Por fim, cabe ressaltar que a licença para tratamento de saúde e as férias têm finalidades diversas. A primeira visa proporcionar ao servidor público a possibilidade de cuidar de sua integridade física e psíquica, garantindo-lhe capacidade de melhor desempenhar suas funções. A segunda tem como objetivo proporcionar-lhe descanso e recreação.
Ora, o requerente não estava, no período de licença médica, descansando; esteve afastado de sua função para tratar enfermidade que o acometia.
Logo, o afastamento para tratamento da saúde não pode excluir o direito ao gozo de férias, notadamente porque o art. 51, inciso VII, alínea b do Estatuto do Servidor Público do Estado de Sergipe prevê que o tempo de licença para tratar da própria saúde é considerado como de efetivo exercício para todos os efeitos legais.
Vejamos a jurisprudência nacional:
ADMINISTRATIVO E CONSTITUCIONAL. SERVIDOR PÚBLICO. PROFESSOR. LICENÇA MÉDICA. FÉRIAS. CONVERSÃO EM PECÚNIA. LEI Nº. 8.112/90. JUROS APLICÁVEIS À FAZENDA PÚBLICA.
1. O tempo de licença para tratamento da saúde do próprio servidor (Artigo 102, inciso VIII, alínea b, Lei 8.112/90) deve ser contado como efetivo exercício, inclusive para o efeito de deferimento das férias concernentes ao período ou aos períodos em que o servidor esteve licenciado, as quais devem ser deferidas tão logo o servidor retorne ao serviço e assim requeira.
2. O Distrito Federal deve converter em pecúnia as férias não gozadas em virtude de a servidora encontrar-se de licença médica no período das férias coletivas dos professores, sob pena de enriquecimento sem causa da Administração.
3. A nova redação do art. 1º-F da Lei 9.494/97 não se aplica às ações ajuizadas antes da sua vigência (30/06/09), pois a norma que disciplina juros de mora é de direito material.
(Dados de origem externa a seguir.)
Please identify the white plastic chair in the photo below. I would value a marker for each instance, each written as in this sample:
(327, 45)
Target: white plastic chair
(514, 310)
Precedentes do STJ.
4. Apelo provido. (Acórdão n.746927, 20080111293664APC, Relator: CRUZ MACEDO, Revisor: FERNANDO HABIBE, 4ª Turma Cível, Data de Julgamento: 04/12/2013, Publicado no DJE: 13/01/2014. Pág.: 115) (grifos meus)
Forte em todo o expendido, conheço dos presentes recursos para LHES DAR PROVIMENTO, reformando-se a sentença combatida para conceder a segurança pleiteada, afastando a eficácia da norma contida no art. 108, II, da Lei 2.148/77(Estatuto dos Funcionários Públicos do Estado de Sergipe), posto que não recepcionada pela Constituição de 1988, e, por conseguinte, garantir o direito de férias do impetrante relativo ao período aquisitivo de 27/05/2010 a 27/05/2011.
Custas pelo impetrado.
Sem honorários, nos termos da lei.
É como voto.
Aracaju/SE, 29 de Novembro de 2016.
DESEMBARGADOR ALBERTO ROMEU GOUVEIA LEITE
RELATOR
"Portanto, quem se sentir prejudicado, deve acionar a Justiça, através de mandado de segurança, para garantir o seu direito", pontuou Márlio Damasceno.